Enseñará a amordazar esos pequeños odios, esos pequeños rencores que se
tienen unos a otros, y a no tener siempre sino una opinión. Aquí son
distintos el literato en sus libros y el hombre en su casa. Parece que
siguen la máxima de Dumas: "Yo tengo –decía Dumas– dos opiniones
de la Virgen: una para los periódicos y otra para los amigos". Esto es
lo que pasa aquí. Se elogian en letras de molde y se muerden por la
espalda. Yo abomino esta duplicidad. Soy uno en la vida como en mis
libros. Opino igual delante de un amigo que en los diarios. Es necesario
que cada cual cargue con lo que dice, ¿no es verdad?
–¡Claro! O que no lo diga.
–Esto es, que no lo diga si no tiene el valor de sostenerlo. Por ejemplo, yo tengo para mí que Benavente puede
tener todos los defectos orgánicos que le dé la gana, pero eso no le
quitaría el derecho de poder ser un buen dramaturgo. Cien veces he ido a
un estreno suyo con el deseo de que aquello fuese una maravilla. Si
luego ha resultado un desastre, yo no he tenido la culpa.
–Claro está, don Ramón. Pero ¿no es verdad que usted le dijo al escritor Hidalgo que Benavente era un...?
–No, hombre. No le dije eso. Ese joven ignora los matices. Pude
haberlo dicho, pero no en esa forma. Lo que le dije es que Benavente
tenía esa malevolencia morbosa y aguda que caracteriza a las mujeres.
Nada más. Yo no digo nunca palabras que deben decir sólo los jayanes.

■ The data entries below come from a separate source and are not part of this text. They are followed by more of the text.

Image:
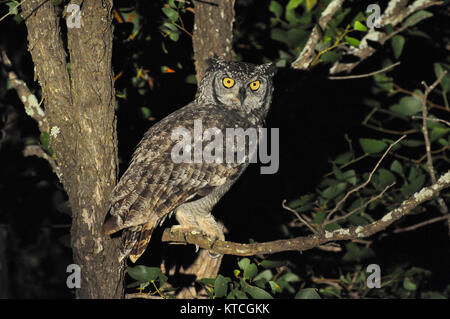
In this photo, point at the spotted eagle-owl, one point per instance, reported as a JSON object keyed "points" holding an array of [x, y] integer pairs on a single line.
{"points": [[230, 95]]}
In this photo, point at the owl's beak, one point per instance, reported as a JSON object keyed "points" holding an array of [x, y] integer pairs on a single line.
{"points": [[241, 94]]}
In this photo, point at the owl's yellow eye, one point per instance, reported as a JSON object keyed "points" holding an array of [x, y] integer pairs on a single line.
{"points": [[228, 82], [255, 85]]}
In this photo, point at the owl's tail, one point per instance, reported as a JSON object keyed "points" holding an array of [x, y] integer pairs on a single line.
{"points": [[137, 239]]}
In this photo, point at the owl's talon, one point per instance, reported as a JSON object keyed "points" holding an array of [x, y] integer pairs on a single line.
{"points": [[213, 255]]}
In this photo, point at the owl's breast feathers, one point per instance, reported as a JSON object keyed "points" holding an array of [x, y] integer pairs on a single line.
{"points": [[154, 185]]}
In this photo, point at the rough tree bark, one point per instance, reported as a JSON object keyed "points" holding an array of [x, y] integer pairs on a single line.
{"points": [[213, 32], [79, 113]]}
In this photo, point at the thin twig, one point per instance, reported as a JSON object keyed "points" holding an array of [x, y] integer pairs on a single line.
{"points": [[305, 58], [431, 119], [300, 218], [359, 76], [12, 10], [374, 198], [428, 89], [421, 224], [338, 205], [311, 241]]}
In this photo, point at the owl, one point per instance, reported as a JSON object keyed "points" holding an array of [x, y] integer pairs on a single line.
{"points": [[230, 95]]}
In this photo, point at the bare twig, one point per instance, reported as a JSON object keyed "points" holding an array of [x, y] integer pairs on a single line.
{"points": [[431, 119], [300, 218], [339, 204], [395, 13], [421, 224], [315, 240], [428, 89], [29, 100], [306, 56], [359, 76], [140, 295], [372, 199]]}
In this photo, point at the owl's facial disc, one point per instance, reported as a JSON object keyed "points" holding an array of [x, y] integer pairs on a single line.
{"points": [[241, 94]]}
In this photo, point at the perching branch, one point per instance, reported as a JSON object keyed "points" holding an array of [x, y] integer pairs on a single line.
{"points": [[305, 58], [312, 241]]}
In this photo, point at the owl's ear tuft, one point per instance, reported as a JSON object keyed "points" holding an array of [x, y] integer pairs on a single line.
{"points": [[269, 68], [214, 60]]}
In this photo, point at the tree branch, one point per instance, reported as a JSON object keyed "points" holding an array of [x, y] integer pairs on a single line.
{"points": [[443, 207], [394, 14], [312, 241], [29, 100], [306, 56]]}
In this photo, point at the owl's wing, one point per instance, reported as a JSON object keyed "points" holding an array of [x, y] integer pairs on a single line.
{"points": [[154, 185]]}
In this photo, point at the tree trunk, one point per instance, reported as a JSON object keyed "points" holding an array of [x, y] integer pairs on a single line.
{"points": [[213, 32], [79, 108]]}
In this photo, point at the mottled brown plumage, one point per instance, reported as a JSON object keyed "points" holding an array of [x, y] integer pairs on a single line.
{"points": [[154, 185]]}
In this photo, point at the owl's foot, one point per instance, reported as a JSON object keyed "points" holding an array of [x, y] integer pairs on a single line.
{"points": [[213, 235]]}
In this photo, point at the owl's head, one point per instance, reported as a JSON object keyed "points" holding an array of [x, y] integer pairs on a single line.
{"points": [[239, 85]]}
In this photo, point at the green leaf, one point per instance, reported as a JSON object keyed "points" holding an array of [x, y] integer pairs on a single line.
{"points": [[290, 277], [307, 293], [276, 8], [397, 43], [343, 158], [170, 13], [408, 284], [207, 281], [310, 4], [385, 178], [143, 273], [332, 191], [257, 293], [239, 294], [397, 167], [372, 146], [292, 4], [265, 274], [275, 287], [352, 41], [251, 271], [438, 132], [221, 286], [445, 82], [350, 176], [408, 105], [272, 263], [359, 26], [412, 143], [244, 263]]}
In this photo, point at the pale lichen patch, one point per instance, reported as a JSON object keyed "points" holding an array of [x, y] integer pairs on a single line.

La
fisiología no tiene que ver nada en mis apreciaciones sobre Benavente.
Hay hombres con sicología femenina, como hay mujeres que al escribir
parecen machos. Un caso es la Pardo Bazán: muy mujer, ha tenido hijos y
todo y, sin embargo, sus libros son hombrunos. Cosas sicológicas.
Jacinto Benavente
–¿De modo que usted siempre dice la verdad?
–Siempre.
–Pero eso crea enemigos.
–Sí, muchos. Yo los tengo sin contar. Me llaman el malévolo por eso.
¿Malévolo? No, señor: un individuo puede ser mi amigo, pero si tiene un
verso bien medido que le hemos de hacer, yo se lo digo.
–¿O viceversa?
–¿Cómo? ¿Qué quiere usted decir?
–¿Que si su amigo es un idiota?...
–Sí, señor; o viceversa.
Don Ramón en la calle usa unos lentes enormes y un gabán de color
indeciso. Es nervioso. A veces pega unas carreritas de chiquillo. Se
entusiasma hablando. En su casa no es ni calvo ni fatigado, ni "poseur"
como un Ortega y Gasset, por ejemplo, ni inocente como los Quintero, ni desharrapado y tonto como Baroja, o gélido como Azorín.
Es más bien sencillo, más bien afable, agudo y cordial, muy agudo y muy
cordial. En Ayala no hay nada decorativo. Nada, ni su desdén por los
demás. ¿Habla bien? ¿Habla mal? No sé, está en un plano superior. Nada
más. Otros elogian por lo contrario. Eso es todo. ¡Cómo he gozado yo
viéndole quitar los oropeles a tantos hombres consagrados con la misma
alegría y la misma naturalidad que un niño las alas a una mariposa!...
¿Por qué? Dice lo que siente. Nada más.
–¡Baroja es!... (Suprimo la palabra por decoro.)
–Ya lo sabía. Siga usted.
–Él mismo ha confesado su debilidad en Juventud, egolatría, diciendo que no ha tenido nunca el valor de acercarse a una mujer.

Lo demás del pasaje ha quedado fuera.